1. First a brief derivation of the equation of motion. I prefer to call the (non-negative) arc length $r$ for $s$, and the height $h$ for $z$. Like Lubos Motl, I will introduce a proportionality factor $K$ for dimensional reasons, so that the equation for Norton's dome reads $$\tag{1} z~=~-\frac{2K}{3g}s^{3/2}. $$ Here the constant $(g/K)^2$ has dimension of length. Equation (1) is only supposed to be valid for sufficiently small (but finite) arc lengths $s\geq 0$. Since there is no friction, we have mechanical energy conservation $$\tag{2} \frac{E}{m}~=~\frac{\dot{s}^2}{2}+gz.$$
   Differentiation wrt. time $t$ leads to $$\tag{3} \dot{s}\ddot{s}~=~-g\dot{z},$$ which after dividing both sides with $\dot{s}$ yields $$\tag{4} \ddot{s}~\stackrel{(3)}{=}~-g\frac{\dot{z}}{\dot{s}}~=~-g\frac{dz}{ds}~\stackrel{(1)}{=}~K\sqrt{s}~.$$ Equation (4) is the sought-for equation of motion.
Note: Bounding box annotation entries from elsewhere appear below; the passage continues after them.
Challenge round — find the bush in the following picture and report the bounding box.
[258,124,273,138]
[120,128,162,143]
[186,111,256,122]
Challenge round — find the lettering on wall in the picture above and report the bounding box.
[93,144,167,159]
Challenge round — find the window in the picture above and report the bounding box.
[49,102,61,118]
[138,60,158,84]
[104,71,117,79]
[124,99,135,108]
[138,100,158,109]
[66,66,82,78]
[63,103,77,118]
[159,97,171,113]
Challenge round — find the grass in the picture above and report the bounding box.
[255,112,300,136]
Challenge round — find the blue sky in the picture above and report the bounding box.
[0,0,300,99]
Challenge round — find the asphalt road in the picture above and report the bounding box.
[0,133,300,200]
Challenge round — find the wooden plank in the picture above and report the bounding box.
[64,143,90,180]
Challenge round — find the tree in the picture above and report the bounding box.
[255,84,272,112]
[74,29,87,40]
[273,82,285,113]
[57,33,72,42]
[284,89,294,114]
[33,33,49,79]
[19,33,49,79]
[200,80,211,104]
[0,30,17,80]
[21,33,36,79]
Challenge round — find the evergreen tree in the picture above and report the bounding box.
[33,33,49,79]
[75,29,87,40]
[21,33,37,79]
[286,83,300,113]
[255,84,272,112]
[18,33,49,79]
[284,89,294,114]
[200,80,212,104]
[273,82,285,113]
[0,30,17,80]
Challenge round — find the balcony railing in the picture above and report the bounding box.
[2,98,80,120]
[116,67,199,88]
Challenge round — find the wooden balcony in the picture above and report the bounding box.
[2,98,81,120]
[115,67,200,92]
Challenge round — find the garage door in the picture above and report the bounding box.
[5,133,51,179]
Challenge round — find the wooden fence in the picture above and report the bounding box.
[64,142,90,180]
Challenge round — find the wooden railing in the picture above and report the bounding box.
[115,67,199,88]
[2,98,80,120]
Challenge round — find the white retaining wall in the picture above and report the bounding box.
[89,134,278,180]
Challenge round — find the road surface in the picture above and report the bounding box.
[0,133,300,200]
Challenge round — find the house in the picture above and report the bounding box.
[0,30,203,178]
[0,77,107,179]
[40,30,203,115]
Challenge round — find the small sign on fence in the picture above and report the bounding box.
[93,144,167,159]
2. The initial value problem $$ \tag{5} \ddot{s}(t)~=~K\sqrt{s(t)}, \qquad s(t\!=\!0)~=~0, \qquad \dot{s}(t\!=\!0)~=~0, $$ has two solution branches $$\tag{6} s(t) ~=~\frac{K^2}{144}t^4\qquad\text{and}\qquad s(t) ~=~0~, $$ as can be easily checked. The failure to have local uniqueness of the ODE (5), which leads to indeterminism of the classical system, can from a mathematical perspective be traced to that the square root $\sqrt{s}$ in eq. (5) fails to be Lipschitz continuous at $s=0$.

Answer 2

You may notice that the equations don't pass the test of dimensional analysis. Some factors are missing.

However, let me answer your question:

The reason why the acceleration never exceeds $g$ is that the dome is actually finite, it is truncated at the bottom. For too high values of $r$, your initial formula for $h(r)$ will actually exceed $r$ itself, and you won't be able to find points that are "deeper" below the summit than the total length from the summit along the dome. Well, the dome is actually truncated earlier than that.

See e.g. this presentation

http://philsci-archive.pitt.edu/3195/1/NortonDome.pdf

of the problem. Note that Norton's goal was study the behavior near $h=0$ and $r=0$ which he called an "example of indeterminism in Newtonian classical physics" because the particle may sit at the top for any amount of time, and suddenly freely decide and get rolling. That's why the truncation of the dome isn't important.

My more general comments about Norton's dome and its harmlessness in quantum physics:

http://motls.blogspot.com/2012/10/classical-physics-is-sometimes-more.html?m=1

In that article, I also calculated that the dome has to end up at the point where $dh/dr=1$ because it's the sine of an angle which implies $r_{\rm max}=(9/4)g^2=h_{\rm max}$; I also use an additional coefficient $K$ to make the formulae dimensionally correct.